Have you ever sat beneath a night sky, stars so vivid and so numerous that your eyes crossed just looking at them, pupils straining to take in every last shining diamond as if you were collecting jewels for the soul? And has your heart ever fluttered in that moment, knowing that your spirit was taking in the notes of a symphony worked together in the most excellent harmonies by a Composer far more talented than the likes of Mozart, Tchaikovsky, Shostakovich, or Brahms?


Welcome to Cambodia.


Month 2 for me has been like the shooting stars I have observed nearly every night here in Takeo Province: blazing, blinding, and gone within the span of one blink of an eye.


Which has left me here, sitting in a hotel room in Phnom Penh, waiting for the bus to arrive tomorrow to whisk my team and I away to our first debrief in Siem Reap before we board the plane to Malaysia, scratching my head and trying to process where I’ve been and where I am going.


Another country.


Another month.


Another culture.


Another set of people who may be looking at the stars and hearing the symphony and needing a person, just one person, to tell them of its origins and teach them the notes and point them towards its Composer.



Yet I am sitting in this hotel room, reflecting on the fleeting shooting star that was Month 2, and if I’m being honest my heart is stinging with a twinge of discouragement.


My team and I spent the month living on a rural farm, teaching classes at Teen Challenge Cambodia, a rehab center for teens addicted to drugs. And while our ministry was great, it was brief in that there are 6 of us and only 3-4 classes per day that needed instructors. My daily routine was to teach piano for an hour every afternoon to a young man named Manith, who was desperate to learn the instrument so he could get a job at a nearby church playing for their Sunday morning service.



 

I had no beginner piano books, not a stitch of sheet music, only a book full of guitar tabs to praise songs and my limited memorized repetoire. I never learned how to play chords in my 10 years of piano lessons, only sheet music (and let’s be honest, even my skill level with that is fairly limited). So I went into it blind, learning as much myself as I was teaching, and continued for a month like this.

Besides a few scattered English, Bible, and Art classes I taught each week, that was it. Two students at Teen Challenge spoke English, as well as the niece and son of the family we were staying with. One month with a total of four people in our village with whom to converse.

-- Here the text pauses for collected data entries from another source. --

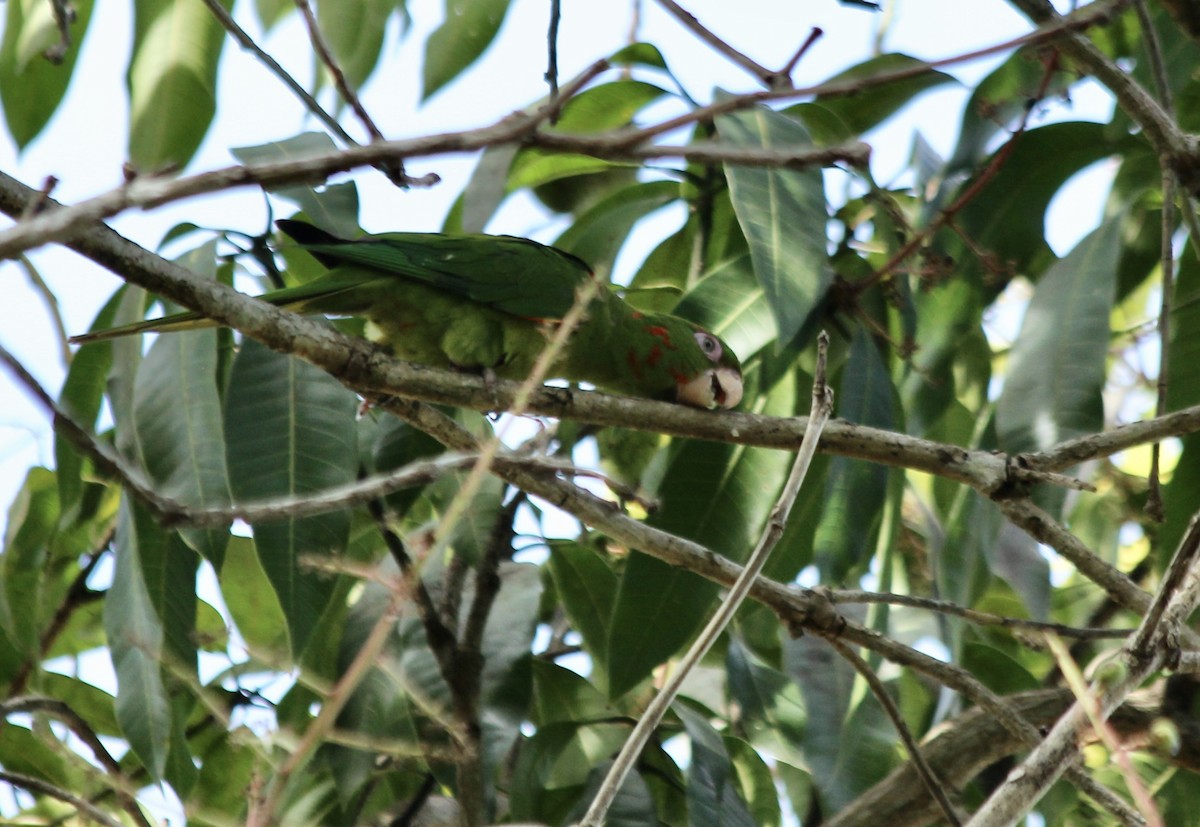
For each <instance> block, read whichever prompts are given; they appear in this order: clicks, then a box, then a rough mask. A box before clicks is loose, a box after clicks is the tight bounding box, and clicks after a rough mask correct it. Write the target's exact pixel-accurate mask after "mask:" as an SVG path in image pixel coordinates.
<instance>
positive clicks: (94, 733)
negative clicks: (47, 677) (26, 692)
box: [0, 697, 150, 827]
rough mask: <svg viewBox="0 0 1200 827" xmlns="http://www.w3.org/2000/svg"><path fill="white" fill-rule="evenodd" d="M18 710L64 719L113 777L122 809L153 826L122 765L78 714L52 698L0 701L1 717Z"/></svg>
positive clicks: (114, 785) (75, 711)
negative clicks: (126, 779) (141, 807)
mask: <svg viewBox="0 0 1200 827" xmlns="http://www.w3.org/2000/svg"><path fill="white" fill-rule="evenodd" d="M18 712H28V713H38V712H41V713H44V714H49V715H54V717H55V718H56V719H59V720H60V721H62V724H65V725H66V726H67V729H70V730H71V732H73V733H74V736H76V737H77V738H79V741H82V742H83V743H84V744H86V745H88V749H90V750H91V754H92V756H95V759H96V762H97V763H100V766H101V767H103V769H104V772H106V773H108V774H109V777H112V780H113V791H114V792H115V793H116V798H118V801H120V803H121V808H122V809H124V810H125V811H126V813H128V815H130V817H131V819H133V822H134V823H136V825H139V826H140V827H150V822H148V821H146V819H145V816H144V815H142V808H140V807H138V802H137V799H136V798H134V796H133V793H132V792H131V789H132V785H131V784H128V783H127V781H126V779H125V773H124V772H122V771H121V765H120V763H119V762H118V761H116V759H114V757H113V756H112V755H110V754H109V751H108V750H107V749H104V744H103V743H102V742H101V741H100V737H98V736H97V735H96V732H95V730H92V729H91V726H90V725H89V724H88V721H85V720H84V719H83V718H82V717H80V715H79V713H77V712H76V711H74V709H72V708H71V707H70V706H67V705H66V703H64V702H62V701H60V700H56V699H49V697H14V699H12V700H10V701H4V702H0V719H7V717H8V715H12V714H14V713H18Z"/></svg>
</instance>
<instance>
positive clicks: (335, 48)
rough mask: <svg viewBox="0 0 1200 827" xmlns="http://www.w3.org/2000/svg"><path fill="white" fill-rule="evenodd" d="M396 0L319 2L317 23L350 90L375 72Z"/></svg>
mask: <svg viewBox="0 0 1200 827" xmlns="http://www.w3.org/2000/svg"><path fill="white" fill-rule="evenodd" d="M395 10H396V0H356V2H344V0H324V1H323V2H318V4H317V24H318V25H319V26H320V31H322V34H324V35H325V40H326V42H328V43H329V48H330V49H331V50H332V53H334V59H335V60H336V61H337V66H338V68H341V70H342V72H343V73H344V74H346V79H347V82H348V83H349V84H350V89H355V90H356V89H359V88H360V86H361V85H362V84H364V82H366V79H367V78H368V77H371V72H373V71H374V67H376V64H377V62H378V61H379V50H380V48H382V47H383V36H384V31H385V30H386V25H388V18H390V17H391V13H392V12H394V11H395Z"/></svg>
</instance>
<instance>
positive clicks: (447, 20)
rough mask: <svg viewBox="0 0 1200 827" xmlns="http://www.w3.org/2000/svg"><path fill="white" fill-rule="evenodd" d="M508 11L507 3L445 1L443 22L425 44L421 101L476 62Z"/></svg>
mask: <svg viewBox="0 0 1200 827" xmlns="http://www.w3.org/2000/svg"><path fill="white" fill-rule="evenodd" d="M508 11H509V0H446V1H445V19H443V20H442V25H440V26H438V29H437V31H434V32H433V34H432V35H430V38H428V41H426V43H425V70H424V73H422V76H421V98H424V100H428V98H430V97H432V96H433V94H434V92H437V91H438V90H439V89H442V88H443V86H444V85H445V84H448V83H450V82H451V80H454V79H455V78H456V77H458V74H460V73H461V72H462V71H463V70H464V68H467V67H468V66H470V65H472V64H473V62H475V61H476V60H479V56H480V55H481V54H484V52H485V50H486V49H487V47H488V46H491V43H492V38H494V37H496V32H497V31H499V30H500V24H502V23H504V16H505V14H508Z"/></svg>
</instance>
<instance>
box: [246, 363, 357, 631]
mask: <svg viewBox="0 0 1200 827" xmlns="http://www.w3.org/2000/svg"><path fill="white" fill-rule="evenodd" d="M355 407H356V403H355V401H354V396H353V395H352V394H350V392H349V391H347V390H346V389H344V388H342V385H341V384H340V383H337V380H335V379H334V378H331V377H330V376H329V374H328V373H325V372H324V371H320V370H318V368H316V367H313V366H312V365H308V364H307V362H304V361H300V360H299V359H295V358H293V356H284V355H280V354H276V353H274V352H271V350H268V349H266V348H265V347H263V346H262V344H258V343H256V342H253V341H246V342H244V343H242V346H241V350H240V352H239V353H238V358H236V359H235V360H234V364H233V371H232V373H230V377H229V388H228V390H227V397H226V451H227V462H228V466H229V484H230V487H232V490H233V493H234V496H235V498H236V499H238V501H239V502H251V501H258V499H266V498H277V497H302V496H306V495H314V493H318V492H322V491H325V490H328V489H330V487H334V486H336V485H344V484H347V483H349V481H352V480H353V479H354V475H355V473H356V457H358V449H356V445H355V433H356V432H355V429H354V412H355ZM349 528H350V523H349V516H348V515H347V514H346V513H344V511H334V513H330V514H322V515H316V516H308V517H283V519H281V520H272V521H269V522H260V523H256V525H254V544H256V547H257V550H258V555H259V559H260V561H262V564H263V570H264V571H265V573H266V576H268V579H269V580H270V581H271V586H272V587H274V588H275V593H276V595H277V597H278V599H280V606H281V607H282V609H283V615H284V617H287V621H288V631H289V634H290V636H292V651H293V653H295V654H299V653H300V652H302V651H304V648H305V646H306V645H307V643H308V639H310V635H311V634H312V631H313V629H314V627H316V624H317V621H318V619H319V617H320V613H322V611H323V610H324V607H325V604H326V601H328V600H329V597H330V595H331V594H332V576H331V575H329V574H325V573H323V571H317V570H314V568H313V567H314V564H319V562H320V558H325V557H331V556H336V555H337V553H338V552H340V551H341V550H342V549H344V546H346V543H347V539H348V537H349ZM310 558H312V559H310Z"/></svg>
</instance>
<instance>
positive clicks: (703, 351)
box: [695, 330, 721, 361]
mask: <svg viewBox="0 0 1200 827" xmlns="http://www.w3.org/2000/svg"><path fill="white" fill-rule="evenodd" d="M695 336H696V344H698V346H700V349H701V350H703V352H704V355H707V356H708V358H709V359H712V360H713V361H720V360H721V342H720V341H719V340H718V338H716V336H714V335H713V334H707V332H704V331H703V330H697V331H696V334H695Z"/></svg>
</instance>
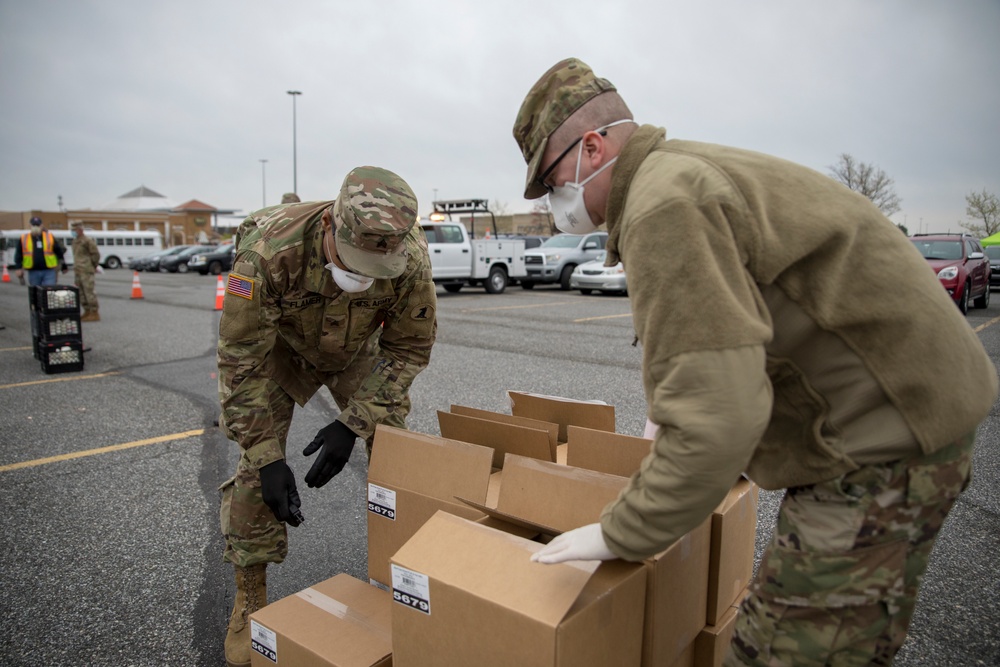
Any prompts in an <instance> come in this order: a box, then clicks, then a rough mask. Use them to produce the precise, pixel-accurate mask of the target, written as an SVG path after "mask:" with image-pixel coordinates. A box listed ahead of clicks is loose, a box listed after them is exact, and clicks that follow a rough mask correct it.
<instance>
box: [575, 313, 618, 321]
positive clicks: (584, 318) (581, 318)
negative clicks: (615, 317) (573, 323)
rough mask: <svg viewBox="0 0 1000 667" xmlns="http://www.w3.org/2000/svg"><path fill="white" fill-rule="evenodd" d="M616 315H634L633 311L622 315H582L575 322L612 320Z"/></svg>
mask: <svg viewBox="0 0 1000 667" xmlns="http://www.w3.org/2000/svg"><path fill="white" fill-rule="evenodd" d="M615 317H632V313H622V314H621V315H599V316H597V317H581V318H580V319H578V320H573V322H589V321H591V320H610V319H613V318H615Z"/></svg>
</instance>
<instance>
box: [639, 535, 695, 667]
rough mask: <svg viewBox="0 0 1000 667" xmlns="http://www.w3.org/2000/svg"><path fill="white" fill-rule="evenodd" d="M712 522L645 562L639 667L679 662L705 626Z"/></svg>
mask: <svg viewBox="0 0 1000 667" xmlns="http://www.w3.org/2000/svg"><path fill="white" fill-rule="evenodd" d="M711 532H712V531H711V519H706V520H705V521H704V522H702V523H701V525H699V526H698V527H697V528H695V529H694V530H692V531H691V532H689V533H688V534H687V535H685V536H684V537H682V538H681V539H679V540H678V541H677V542H674V544H673V545H671V547H670V548H669V549H667V550H666V551H662V552H660V553H658V554H657V555H655V556H653V557H652V558H647V559H646V561H645V562H646V567H647V569H648V574H647V583H646V587H647V591H646V617H645V621H644V628H643V646H642V664H643V667H667V666H668V665H669V666H673V665H675V664H677V663H678V661H679V660H681V658H682V657H683V655H684V653H685V651H687V648H688V645H690V644H692V643H693V642H694V641H695V639H696V638H697V637H698V633H699V632H700V631H701V629H702V628H703V627H704V622H703V621H704V619H705V610H706V608H707V606H708V601H707V599H706V592H707V589H708V571H709V562H708V561H709V547H710V545H711Z"/></svg>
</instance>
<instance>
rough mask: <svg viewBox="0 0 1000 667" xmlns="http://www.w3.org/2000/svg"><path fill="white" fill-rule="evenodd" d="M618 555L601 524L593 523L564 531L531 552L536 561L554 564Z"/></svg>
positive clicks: (532, 555) (598, 558)
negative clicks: (548, 541) (611, 547)
mask: <svg viewBox="0 0 1000 667" xmlns="http://www.w3.org/2000/svg"><path fill="white" fill-rule="evenodd" d="M614 558H618V556H616V555H614V554H613V553H611V550H610V549H608V545H607V543H606V542H605V541H604V533H603V532H602V531H601V524H599V523H592V524H589V525H586V526H581V527H580V528H576V529H574V530H571V531H569V532H566V533H563V534H562V535H560V536H558V537H557V538H555V539H554V540H552V541H551V542H549V543H548V544H546V545H545V547H544V548H542V549H541V550H539V551H536V552H535V553H533V554H531V560H532V561H534V562H536V563H544V564H546V565H552V564H553V563H562V562H563V561H567V560H612V559H614Z"/></svg>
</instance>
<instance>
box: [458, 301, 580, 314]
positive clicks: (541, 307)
mask: <svg viewBox="0 0 1000 667" xmlns="http://www.w3.org/2000/svg"><path fill="white" fill-rule="evenodd" d="M567 303H570V302H569V301H556V302H554V303H533V304H531V305H528V306H494V307H492V308H463V309H462V312H463V313H478V312H479V311H481V310H519V309H521V308H549V307H550V306H562V305H564V304H567Z"/></svg>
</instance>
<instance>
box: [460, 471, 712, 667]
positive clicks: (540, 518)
mask: <svg viewBox="0 0 1000 667" xmlns="http://www.w3.org/2000/svg"><path fill="white" fill-rule="evenodd" d="M627 483H628V480H627V479H626V478H624V477H619V476H617V475H610V474H607V473H602V472H598V471H593V470H584V469H581V468H573V467H568V466H562V465H557V464H552V463H548V462H544V461H537V460H533V459H529V458H525V457H519V456H514V455H508V456H507V460H506V462H505V464H504V482H503V484H502V485H501V487H500V492H499V498H498V500H497V504H496V508H495V509H493V508H490V507H478V509H480V510H481V511H482V512H484V513H485V514H487V515H489V516H490V517H493V518H496V519H502V520H506V521H508V522H510V523H513V524H515V525H518V526H520V527H521V528H523V529H531V528H534V529H536V530H538V531H539V532H544V533H547V534H550V535H555V534H557V533H560V532H565V531H567V530H572V529H573V528H578V527H580V526H583V525H586V524H588V523H594V522H595V521H597V520H598V519H599V517H600V514H601V511H602V510H603V509H604V507H605V506H606V505H607V504H608V503H609V502H611V501H613V500H614V499H615V498H617V497H618V494H619V493H620V492H621V490H622V489H623V488H624V487H625V485H626V484H627ZM710 544H711V519H706V520H705V521H704V522H703V523H702V524H701V525H699V526H698V527H697V528H695V529H694V530H692V531H691V532H689V533H688V534H687V535H685V536H684V537H682V538H681V539H680V540H678V541H677V542H675V543H674V544H673V545H672V546H671V547H670V548H669V549H666V550H665V551H662V552H661V553H659V554H656V555H655V556H653V557H652V558H648V559H646V560H645V561H644V563H645V566H646V569H647V574H646V601H645V608H646V612H645V616H644V620H643V646H642V665H644V666H645V667H669V666H671V665H673V664H674V663H675V662H676V661H677V660H678V659H680V658H681V656H682V655H683V654H684V652H685V651H686V650H687V649H688V646H689V645H690V644H692V643H693V642H694V641H695V639H696V638H697V636H698V633H699V632H700V631H701V629H702V628H703V627H704V625H705V620H704V619H705V613H706V607H707V600H706V593H707V589H708V571H709V547H710ZM691 653H692V655H693V649H692V651H691Z"/></svg>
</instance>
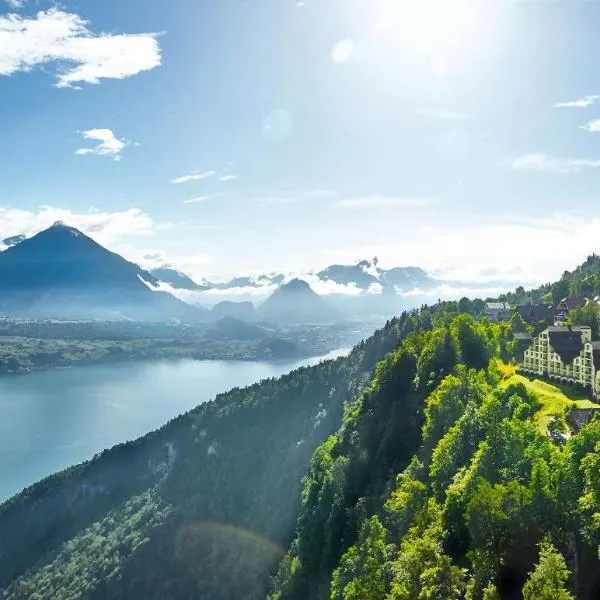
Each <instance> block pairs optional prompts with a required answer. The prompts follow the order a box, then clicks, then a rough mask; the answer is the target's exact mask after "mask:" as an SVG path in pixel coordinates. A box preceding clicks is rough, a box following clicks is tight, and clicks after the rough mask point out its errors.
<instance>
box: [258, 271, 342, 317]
mask: <svg viewBox="0 0 600 600" xmlns="http://www.w3.org/2000/svg"><path fill="white" fill-rule="evenodd" d="M258 313H259V316H260V317H261V318H262V319H264V320H265V321H274V322H279V323H327V322H333V321H337V320H338V319H339V315H338V314H337V312H336V311H335V310H333V309H332V308H331V307H330V306H329V305H328V304H327V302H325V300H323V298H321V296H319V294H317V293H316V292H315V291H314V290H313V289H312V288H311V287H310V285H309V284H308V283H307V282H306V281H304V280H303V279H292V280H291V281H290V282H289V283H286V284H284V285H282V286H280V287H279V288H277V289H276V290H275V291H274V292H273V294H271V296H269V298H267V300H265V302H264V303H263V304H262V305H261V306H260V307H259V309H258Z"/></svg>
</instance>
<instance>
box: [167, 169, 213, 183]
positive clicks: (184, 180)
mask: <svg viewBox="0 0 600 600" xmlns="http://www.w3.org/2000/svg"><path fill="white" fill-rule="evenodd" d="M216 174H217V172H216V171H205V172H203V173H202V172H200V171H195V172H194V173H190V174H188V175H180V176H179V177H175V178H174V179H171V183H176V184H177V183H188V182H189V181H200V180H201V179H208V178H209V177H214V176H215V175H216Z"/></svg>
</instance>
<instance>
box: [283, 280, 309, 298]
mask: <svg viewBox="0 0 600 600" xmlns="http://www.w3.org/2000/svg"><path fill="white" fill-rule="evenodd" d="M279 289H280V290H282V291H285V292H308V293H312V294H315V292H314V291H313V289H312V288H311V287H310V285H308V283H306V281H304V279H292V280H291V281H290V282H288V283H285V284H283V285H282V286H281V287H280V288H279ZM315 295H316V294H315Z"/></svg>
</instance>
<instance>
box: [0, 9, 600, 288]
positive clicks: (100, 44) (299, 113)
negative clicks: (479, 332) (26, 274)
mask: <svg viewBox="0 0 600 600" xmlns="http://www.w3.org/2000/svg"><path fill="white" fill-rule="evenodd" d="M2 2H3V3H4V4H0V127H1V131H2V144H0V160H1V164H2V167H3V168H2V178H1V179H0V235H2V236H6V235H12V234H17V233H21V232H26V233H33V232H35V231H36V230H39V229H40V228H42V227H44V226H46V225H48V224H50V222H52V221H53V220H56V219H57V218H62V219H63V220H65V221H68V222H70V223H71V224H73V225H75V226H79V227H81V228H82V229H84V230H85V231H86V232H88V233H90V234H91V235H93V236H94V237H96V238H97V239H98V240H99V241H101V242H102V243H105V244H107V245H108V246H109V247H111V248H112V249H114V250H116V251H119V252H123V253H124V254H125V255H126V256H127V257H128V258H131V259H134V260H137V261H139V262H141V263H143V264H144V265H145V266H150V265H152V264H155V263H159V262H169V263H172V264H175V265H176V266H179V267H182V268H184V269H186V270H188V271H190V272H191V273H192V274H193V275H195V276H197V277H202V276H213V277H214V276H225V275H229V274H234V273H247V272H260V271H273V270H280V269H290V270H303V269H311V268H319V267H322V266H325V265H327V264H330V263H332V262H339V261H343V262H352V261H354V260H358V259H360V258H363V257H371V256H374V255H377V256H379V258H380V262H381V263H382V264H383V265H384V266H396V265H409V264H410V265H420V266H423V267H425V268H427V269H430V270H433V271H435V272H436V273H444V274H447V275H448V276H456V277H462V278H469V279H477V278H479V279H482V278H493V277H509V278H512V279H513V280H514V281H515V282H517V281H523V282H525V283H527V282H535V281H540V280H546V279H548V278H555V277H557V276H558V275H560V273H561V271H562V270H563V269H565V268H572V267H574V266H575V265H576V264H577V263H578V262H581V261H582V260H583V259H584V258H585V256H586V254H587V253H589V252H592V251H598V249H599V248H598V246H599V245H600V243H599V242H598V240H600V235H599V234H600V219H598V189H599V184H600V121H598V123H596V124H595V123H594V121H595V120H596V119H600V98H598V97H595V96H596V95H597V94H598V95H600V77H599V75H600V73H599V70H600V63H599V62H598V60H597V27H596V24H597V23H598V22H599V20H600V3H598V2H577V1H563V2H561V1H553V2H545V1H543V0H540V1H537V2H535V1H528V2H518V1H506V2H500V1H498V2H494V1H493V0H490V1H489V2H488V1H485V2H484V1H483V0H480V1H477V0H456V1H452V0H444V1H443V2H442V1H441V0H438V1H435V0H430V1H429V2H427V0H422V1H421V2H419V3H415V2H408V1H402V0H363V1H360V0H305V1H304V2H298V1H297V0H289V1H288V0H252V1H251V0H219V1H218V2H217V1H210V0H204V1H201V0H170V1H169V2H165V1H164V0H145V2H144V3H143V10H140V2H139V1H134V0H118V1H117V0H112V1H106V2H97V1H96V0H79V1H77V2H70V1H66V2H62V3H61V4H60V5H59V4H55V3H52V2H45V1H44V0H23V1H22V2H18V1H17V0H10V1H8V2H7V1H6V0H0V3H2ZM18 5H20V6H18ZM424 5H425V8H422V7H423V6H424ZM419 7H421V8H419ZM558 104H567V105H564V106H557V105H558Z"/></svg>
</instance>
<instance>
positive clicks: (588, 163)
mask: <svg viewBox="0 0 600 600" xmlns="http://www.w3.org/2000/svg"><path fill="white" fill-rule="evenodd" d="M510 166H511V167H512V168H513V169H517V170H523V171H525V170H527V171H547V172H551V173H563V174H566V173H580V172H581V171H583V170H584V169H597V168H599V167H600V160H590V159H583V158H551V157H549V156H547V155H546V154H524V155H523V156H519V157H517V158H515V159H513V160H512V162H511V163H510Z"/></svg>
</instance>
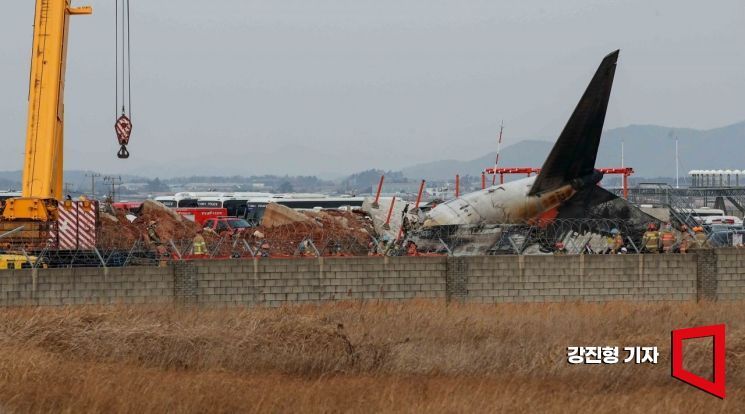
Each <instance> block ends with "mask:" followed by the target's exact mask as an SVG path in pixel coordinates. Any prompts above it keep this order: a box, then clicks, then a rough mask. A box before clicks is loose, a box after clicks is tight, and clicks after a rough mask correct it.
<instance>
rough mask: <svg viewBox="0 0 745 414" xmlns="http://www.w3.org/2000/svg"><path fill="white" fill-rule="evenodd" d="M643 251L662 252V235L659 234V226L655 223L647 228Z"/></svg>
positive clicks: (642, 246) (644, 241)
mask: <svg viewBox="0 0 745 414" xmlns="http://www.w3.org/2000/svg"><path fill="white" fill-rule="evenodd" d="M642 249H644V252H646V253H659V252H660V233H658V232H657V226H655V225H654V223H649V225H648V226H647V231H646V232H645V233H644V238H643V239H642Z"/></svg>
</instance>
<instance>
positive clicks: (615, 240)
mask: <svg viewBox="0 0 745 414" xmlns="http://www.w3.org/2000/svg"><path fill="white" fill-rule="evenodd" d="M610 234H611V235H613V247H612V248H611V253H612V254H618V253H619V252H620V251H621V248H623V244H624V243H623V236H622V235H621V232H620V231H618V229H613V230H611V231H610Z"/></svg>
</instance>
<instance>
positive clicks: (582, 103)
mask: <svg viewBox="0 0 745 414" xmlns="http://www.w3.org/2000/svg"><path fill="white" fill-rule="evenodd" d="M618 54H619V51H618V50H616V51H615V52H613V53H611V54H609V55H608V56H606V57H605V58H604V59H603V61H602V62H601V63H600V66H599V67H598V69H597V71H596V72H595V76H593V78H592V80H591V81H590V84H589V85H588V86H587V89H586V90H585V93H584V94H583V95H582V98H581V99H580V100H579V103H578V104H577V107H576V108H574V112H573V113H572V116H571V117H570V118H569V121H568V122H567V124H566V126H565V127H564V130H563V131H562V132H561V135H560V136H559V139H558V140H557V141H556V144H555V145H554V148H553V149H552V150H551V153H550V154H549V156H548V158H547V159H546V161H545V162H544V164H543V168H541V172H540V174H539V175H538V177H537V178H536V180H535V183H534V184H533V187H532V188H531V190H530V193H529V194H530V195H535V194H538V193H541V192H543V191H547V190H552V189H555V188H557V187H560V186H561V185H563V184H566V183H569V182H571V181H572V180H575V179H580V178H583V177H589V176H591V175H595V176H597V174H593V173H594V172H595V159H596V158H597V154H598V146H599V145H600V135H601V133H602V132H603V123H604V122H605V112H606V110H607V109H608V99H609V98H610V92H611V88H612V87H613V76H614V75H615V73H616V62H617V61H618ZM601 177H602V176H601Z"/></svg>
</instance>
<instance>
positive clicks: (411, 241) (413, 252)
mask: <svg viewBox="0 0 745 414" xmlns="http://www.w3.org/2000/svg"><path fill="white" fill-rule="evenodd" d="M406 255H407V256H419V251H417V249H416V243H414V242H413V241H411V240H409V243H408V244H407V246H406Z"/></svg>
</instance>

The rest of the time was left for me to observe the residents of our village working on their farms, going to school, offering sacrifices to idols (96% of Cambodians are Buddhist), and going about their daily lives. All the while all I had to offer them was a smile or a simple bow.



 

The last day before we left Takeo, 5 new teens showed up at Teen Challenge. And I use the word “teen” lightly, because these boys weren’t a day over 13. Some were as young as 10. And for some, this was their second time around with Teen Challenge. Just the day before, one of our other students left because his body couldn’t handle the withdrawals any longer. Jordan and Ryan bumped into him two days later in Phnom Penh, finding him yet again all strung out on heroine. Four years of addiction, and seemingly no way out.

 


 

 

It’s hard not to let your heart get heavy when you see things like this…

humans worshipping idols who will never hear or respond,


10 year olds addicted to crystal meth and glue,


drug addicts who simply can’t break free.


I spent a month looking up at the stars, wondering how humanity has gotten so horribly out of tune and desperately wishing I was equipped to do something about it. How easy it was to come off this month of ministry feeling like I did so little in light of a problem that is so large. New boys will come in and out of Teen Challenge every week. Some will drop out and some will stay. Some will go back to drugs and some will not. And life in Takeo will continue tomorrow, the village possibly never being the wiser that 6 Christ-followers lived among them who desperately wanted to share the Gospel but had no way of doing it.


But I am beginning to realize that “missions” may not always look like the picture we’ve all grown up with in our heads. Sure, there will be times when we’ll preach the Gospel Lottie Moon style, but sometimes missions may just be a smile, or a bow, or a music class once a day. Who am I to say that Christ can’t reveal himself to a people of a different language and culture through such things? For as it says in Romans 1:20, For since the creation of the world God’s invisible qualities–His eternal power and Divine nature–have been clearly seen, being understood from what has been made, so that people are without excuse.” God made our smiles, He gave us the ability to bow and wave, He equipped us with skills like piano and guitar and English teaching and volleyball, maybe all for the sole purpose of taking these things to a village in Cambodia where no one spoke our language and where Christ was revealed in spite of that.


I pray that I may never forget the symphony that all of creation sings that points our human hearts towards the Cross. May I never forget that I am a single note, woven into an intricate melody of notes, and that my role on the page of this life is to simply play where I am placed.